Esse pipeline permitiu construir um dataset muito maior e mais diverso do que os conjuntos tradicionais, facilitando que o SAM 3 aprenda conceitos finos e variados, e permitindo respostas mais precisas a prompts textuais e visuais.
Aplicações práticas e desempenho em tempo real
A Meta já começou a integrar o SAM 3 em produtos reais. No Facebook Marketplace, o modelo alimenta o recurso “Visualizar no ambiente”, que permite aos usuários posicionar móveis virtualmente em suas casas. No editor do Instagram, o SAM 3 deve permitir efeitos aplicados a pessoas ou objetos específicos, o que pode transformar fluxos criativos de produtores de conteúdo.
Em termos de velocidade, a empresa informa que, rodando em uma GPU Nvidia H200, o SAM 3 “processa uma imagem com mais de 100 objetos reconhecidos em apenas 30 milissegundos”. Para vídeos, a latência aumenta com o número de objetos, mas “o processamento em quase tempo real é viável para cerca de cinco objetos simultâneos”. Esses números sugerem que o modelo é capaz de tarefas interativas quando a carga de objetos é moderada.

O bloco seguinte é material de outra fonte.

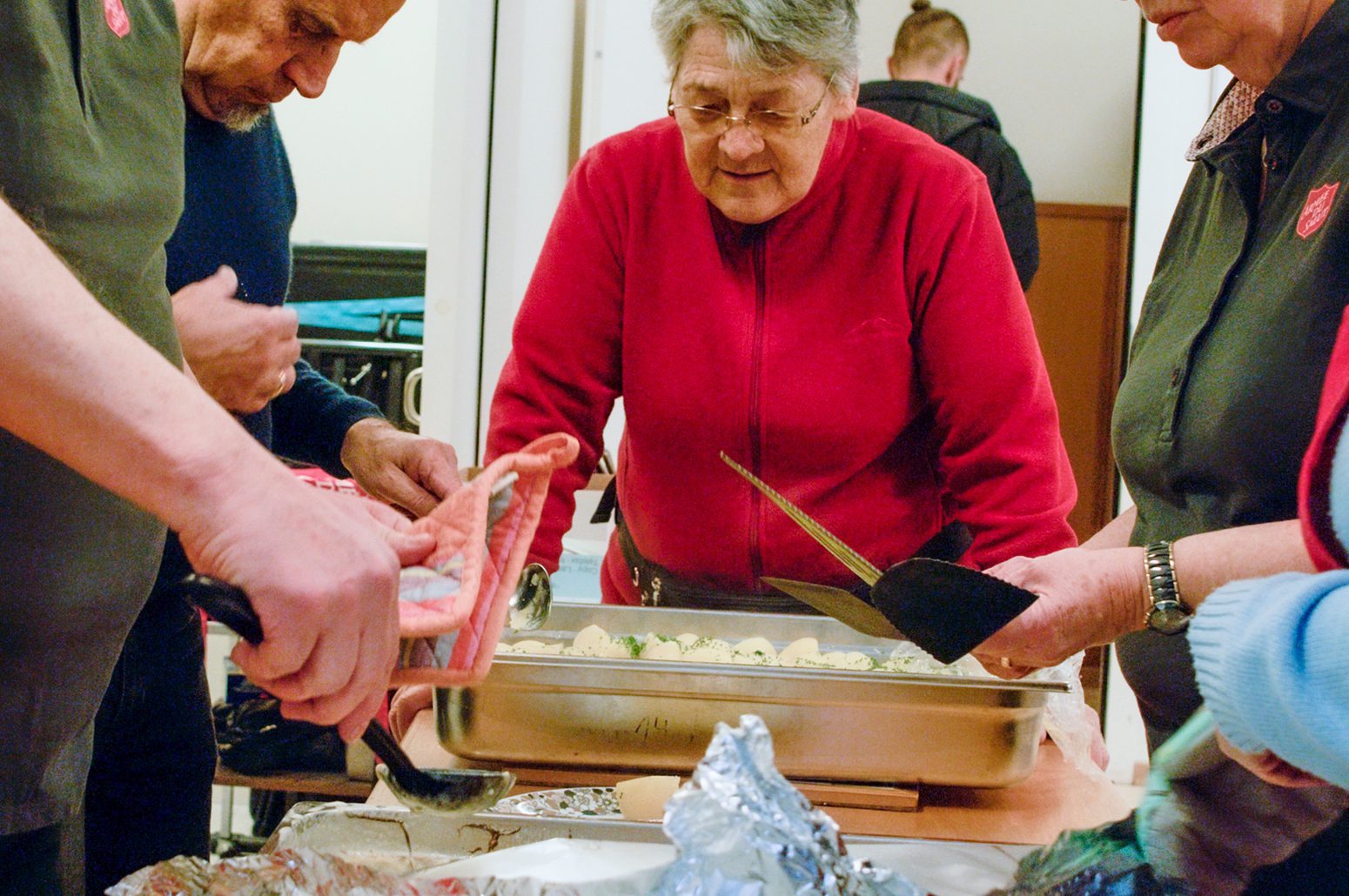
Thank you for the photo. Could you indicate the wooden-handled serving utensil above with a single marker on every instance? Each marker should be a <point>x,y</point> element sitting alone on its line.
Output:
<point>943,608</point>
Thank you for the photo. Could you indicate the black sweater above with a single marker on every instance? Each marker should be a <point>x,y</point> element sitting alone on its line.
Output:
<point>970,127</point>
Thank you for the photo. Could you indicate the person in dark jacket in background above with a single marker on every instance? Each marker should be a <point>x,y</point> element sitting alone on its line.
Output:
<point>927,66</point>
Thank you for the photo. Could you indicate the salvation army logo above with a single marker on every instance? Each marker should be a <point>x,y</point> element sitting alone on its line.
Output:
<point>117,17</point>
<point>1317,209</point>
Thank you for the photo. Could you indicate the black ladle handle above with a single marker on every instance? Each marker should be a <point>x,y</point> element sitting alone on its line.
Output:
<point>225,604</point>
<point>230,605</point>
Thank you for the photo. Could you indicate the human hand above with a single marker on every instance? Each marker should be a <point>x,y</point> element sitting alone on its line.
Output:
<point>1268,767</point>
<point>402,468</point>
<point>242,353</point>
<point>1086,597</point>
<point>321,572</point>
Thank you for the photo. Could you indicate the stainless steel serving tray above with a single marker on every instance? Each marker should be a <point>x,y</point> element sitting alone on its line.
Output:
<point>884,728</point>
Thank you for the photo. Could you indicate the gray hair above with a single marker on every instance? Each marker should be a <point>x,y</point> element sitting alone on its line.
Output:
<point>768,36</point>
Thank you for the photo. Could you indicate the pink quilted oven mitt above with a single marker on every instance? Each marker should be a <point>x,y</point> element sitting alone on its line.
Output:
<point>453,605</point>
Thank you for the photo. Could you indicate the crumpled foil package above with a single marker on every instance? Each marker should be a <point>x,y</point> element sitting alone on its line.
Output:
<point>286,872</point>
<point>743,830</point>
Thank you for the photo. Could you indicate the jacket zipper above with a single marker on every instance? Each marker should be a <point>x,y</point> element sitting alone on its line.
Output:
<point>758,257</point>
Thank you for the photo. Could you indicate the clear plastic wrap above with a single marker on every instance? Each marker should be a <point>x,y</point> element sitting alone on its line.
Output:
<point>1067,721</point>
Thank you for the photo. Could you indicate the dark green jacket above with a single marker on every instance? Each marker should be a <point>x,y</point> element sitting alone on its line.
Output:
<point>1221,394</point>
<point>1225,370</point>
<point>970,127</point>
<point>91,154</point>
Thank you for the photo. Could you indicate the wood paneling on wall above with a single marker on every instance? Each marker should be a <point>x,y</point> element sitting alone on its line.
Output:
<point>1077,302</point>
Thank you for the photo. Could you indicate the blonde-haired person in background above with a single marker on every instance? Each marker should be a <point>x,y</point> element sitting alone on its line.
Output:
<point>931,49</point>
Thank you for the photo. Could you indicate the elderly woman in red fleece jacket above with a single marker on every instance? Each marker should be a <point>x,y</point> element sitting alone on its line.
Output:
<point>819,291</point>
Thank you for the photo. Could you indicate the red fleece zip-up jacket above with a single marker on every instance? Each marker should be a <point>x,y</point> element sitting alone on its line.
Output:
<point>869,353</point>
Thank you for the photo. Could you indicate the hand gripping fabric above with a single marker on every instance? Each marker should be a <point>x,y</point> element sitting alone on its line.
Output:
<point>453,605</point>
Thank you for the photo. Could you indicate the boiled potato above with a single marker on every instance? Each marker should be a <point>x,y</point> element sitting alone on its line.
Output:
<point>797,648</point>
<point>642,799</point>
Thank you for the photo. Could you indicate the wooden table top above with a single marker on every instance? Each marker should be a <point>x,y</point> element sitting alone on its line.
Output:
<point>1055,798</point>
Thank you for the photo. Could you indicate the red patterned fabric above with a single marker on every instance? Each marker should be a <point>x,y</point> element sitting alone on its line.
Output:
<point>1236,105</point>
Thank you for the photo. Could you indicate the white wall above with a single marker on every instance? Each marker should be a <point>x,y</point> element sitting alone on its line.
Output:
<point>362,152</point>
<point>1062,76</point>
<point>1177,101</point>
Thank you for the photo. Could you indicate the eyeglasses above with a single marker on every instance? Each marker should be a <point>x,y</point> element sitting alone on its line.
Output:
<point>761,122</point>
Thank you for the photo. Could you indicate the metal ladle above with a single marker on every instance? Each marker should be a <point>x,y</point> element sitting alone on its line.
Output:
<point>446,791</point>
<point>534,598</point>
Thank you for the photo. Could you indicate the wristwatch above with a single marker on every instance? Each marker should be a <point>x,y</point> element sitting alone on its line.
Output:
<point>1169,613</point>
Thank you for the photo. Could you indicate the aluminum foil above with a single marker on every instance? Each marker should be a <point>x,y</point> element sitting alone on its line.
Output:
<point>743,830</point>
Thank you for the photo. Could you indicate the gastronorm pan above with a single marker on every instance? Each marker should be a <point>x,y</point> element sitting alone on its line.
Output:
<point>831,725</point>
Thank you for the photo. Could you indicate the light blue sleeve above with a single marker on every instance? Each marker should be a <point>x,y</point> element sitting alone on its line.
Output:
<point>1272,662</point>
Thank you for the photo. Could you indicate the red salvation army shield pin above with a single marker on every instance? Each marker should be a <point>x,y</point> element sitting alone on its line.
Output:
<point>117,17</point>
<point>1317,209</point>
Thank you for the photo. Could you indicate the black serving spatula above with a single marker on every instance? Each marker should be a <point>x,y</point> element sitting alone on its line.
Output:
<point>446,791</point>
<point>943,608</point>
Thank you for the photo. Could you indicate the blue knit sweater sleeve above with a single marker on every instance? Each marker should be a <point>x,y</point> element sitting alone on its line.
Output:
<point>1272,665</point>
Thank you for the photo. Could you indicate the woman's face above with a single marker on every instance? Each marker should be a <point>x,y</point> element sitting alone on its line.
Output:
<point>750,173</point>
<point>1252,38</point>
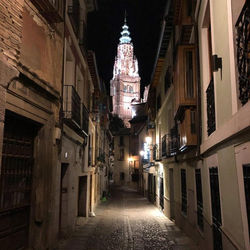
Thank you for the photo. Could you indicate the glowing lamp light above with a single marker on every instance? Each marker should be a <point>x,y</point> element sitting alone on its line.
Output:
<point>142,153</point>
<point>148,139</point>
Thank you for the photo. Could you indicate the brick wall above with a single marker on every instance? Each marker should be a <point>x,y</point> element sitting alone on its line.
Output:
<point>11,29</point>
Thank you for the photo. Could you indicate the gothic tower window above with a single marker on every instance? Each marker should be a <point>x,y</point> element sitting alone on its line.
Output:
<point>125,77</point>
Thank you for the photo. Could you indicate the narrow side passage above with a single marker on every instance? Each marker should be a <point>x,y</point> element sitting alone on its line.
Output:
<point>128,221</point>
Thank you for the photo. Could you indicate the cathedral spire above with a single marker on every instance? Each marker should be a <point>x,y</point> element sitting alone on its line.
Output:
<point>125,38</point>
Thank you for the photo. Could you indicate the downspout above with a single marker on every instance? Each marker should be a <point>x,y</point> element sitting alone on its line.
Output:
<point>199,135</point>
<point>61,116</point>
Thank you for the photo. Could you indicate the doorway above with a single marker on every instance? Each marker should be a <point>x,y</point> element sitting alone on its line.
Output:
<point>216,209</point>
<point>82,196</point>
<point>63,197</point>
<point>16,181</point>
<point>161,193</point>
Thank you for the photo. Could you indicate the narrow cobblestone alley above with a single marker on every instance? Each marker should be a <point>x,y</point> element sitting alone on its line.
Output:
<point>127,221</point>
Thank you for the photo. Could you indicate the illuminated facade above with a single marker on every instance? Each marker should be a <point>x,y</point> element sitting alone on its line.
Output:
<point>125,84</point>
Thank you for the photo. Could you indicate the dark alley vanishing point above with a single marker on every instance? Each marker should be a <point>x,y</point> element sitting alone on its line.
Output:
<point>127,221</point>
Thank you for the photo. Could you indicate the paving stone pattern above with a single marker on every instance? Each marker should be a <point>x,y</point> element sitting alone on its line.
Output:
<point>127,221</point>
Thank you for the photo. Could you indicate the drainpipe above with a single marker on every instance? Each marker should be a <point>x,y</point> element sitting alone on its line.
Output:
<point>198,85</point>
<point>61,116</point>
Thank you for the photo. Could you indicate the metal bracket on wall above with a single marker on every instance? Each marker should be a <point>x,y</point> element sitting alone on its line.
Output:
<point>217,64</point>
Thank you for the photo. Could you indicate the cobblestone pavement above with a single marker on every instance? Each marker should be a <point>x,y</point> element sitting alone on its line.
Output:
<point>127,221</point>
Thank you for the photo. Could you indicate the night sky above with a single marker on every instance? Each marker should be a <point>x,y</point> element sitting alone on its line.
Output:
<point>144,19</point>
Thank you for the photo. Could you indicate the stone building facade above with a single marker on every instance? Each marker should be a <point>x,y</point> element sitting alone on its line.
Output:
<point>125,84</point>
<point>198,109</point>
<point>30,52</point>
<point>49,178</point>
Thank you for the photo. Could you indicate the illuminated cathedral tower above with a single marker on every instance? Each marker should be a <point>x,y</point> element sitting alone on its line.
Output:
<point>125,84</point>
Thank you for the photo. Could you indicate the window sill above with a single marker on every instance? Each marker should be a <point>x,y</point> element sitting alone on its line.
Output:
<point>238,122</point>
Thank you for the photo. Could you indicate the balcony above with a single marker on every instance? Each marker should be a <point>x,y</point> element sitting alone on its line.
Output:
<point>85,119</point>
<point>74,15</point>
<point>187,130</point>
<point>185,81</point>
<point>211,123</point>
<point>173,143</point>
<point>72,105</point>
<point>243,54</point>
<point>52,10</point>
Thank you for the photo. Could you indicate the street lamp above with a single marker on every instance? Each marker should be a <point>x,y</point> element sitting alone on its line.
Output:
<point>148,140</point>
<point>130,159</point>
<point>142,153</point>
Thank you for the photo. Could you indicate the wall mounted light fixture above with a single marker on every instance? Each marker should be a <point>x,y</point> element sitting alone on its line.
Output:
<point>217,64</point>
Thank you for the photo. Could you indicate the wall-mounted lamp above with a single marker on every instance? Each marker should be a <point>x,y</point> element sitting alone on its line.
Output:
<point>130,159</point>
<point>148,139</point>
<point>217,64</point>
<point>142,153</point>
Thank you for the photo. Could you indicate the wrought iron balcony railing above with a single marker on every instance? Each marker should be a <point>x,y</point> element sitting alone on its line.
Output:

Limitações, SAM 3D e o futuro da reconstrução 3D
Apesar dos avanços, o SAM 3 tem limitações. A Meta admite dificuldades em termos técnicos altamente específicos fora do conjunto de treinamento, como imagens médicas em zero-shot, e fraqueza em descrições lógicas complexas, por exemplo “o penúltimo livro da direita na prateleira superior”. Para contornar isso, a empresa recomenda combinar o SAM 3 com modelos multimodais de linguagem, formando um chamado “Agente SAM 3”.
Junto com o SAM 3, a Meta lançou o SAM 3D, composto por dois modelos para gerar reconstruções tridimensionais a partir de imagens 2D. O SAM 3D Objects reconstrói objetos e cenários, usando o mesmo princípio do “motor de dados” para anotar quase um milhão de imagens com informações 3D. O SAM 3D Body foca em poses humanas, treinado com cerca de oito milhões de imagens, e introduz o formato “Meta Momentum Human Rig (MHR)”, que separa estrutura esquelética da forma da massa muscular.
Os modelos 3D ainda têm resolução limitada e não simulam bem interações físicas entre múltiplos objetos. O desempenho do SAM 3D Body também não alcança ferramentas especializadas em rastreamento manual. Ainda assim, a combinação de segmentação conceitual e reconstrução 3D aponta para ferramentas mais poderosas em criação de conteúdo, realidade aumentada e design.
Em síntese, o SAM 3 representa um passo relevante para aproximar linguagem e visão na prática, ao oferecer segmentação guiada por conceitos em texto e imagem, acelerar a criação de dados por meio de um motor híbrido, e abrir caminho para aplicações reais em produtos da Meta, mesmo que desafios técnicos e éticos ainda precisem ser enfrentados.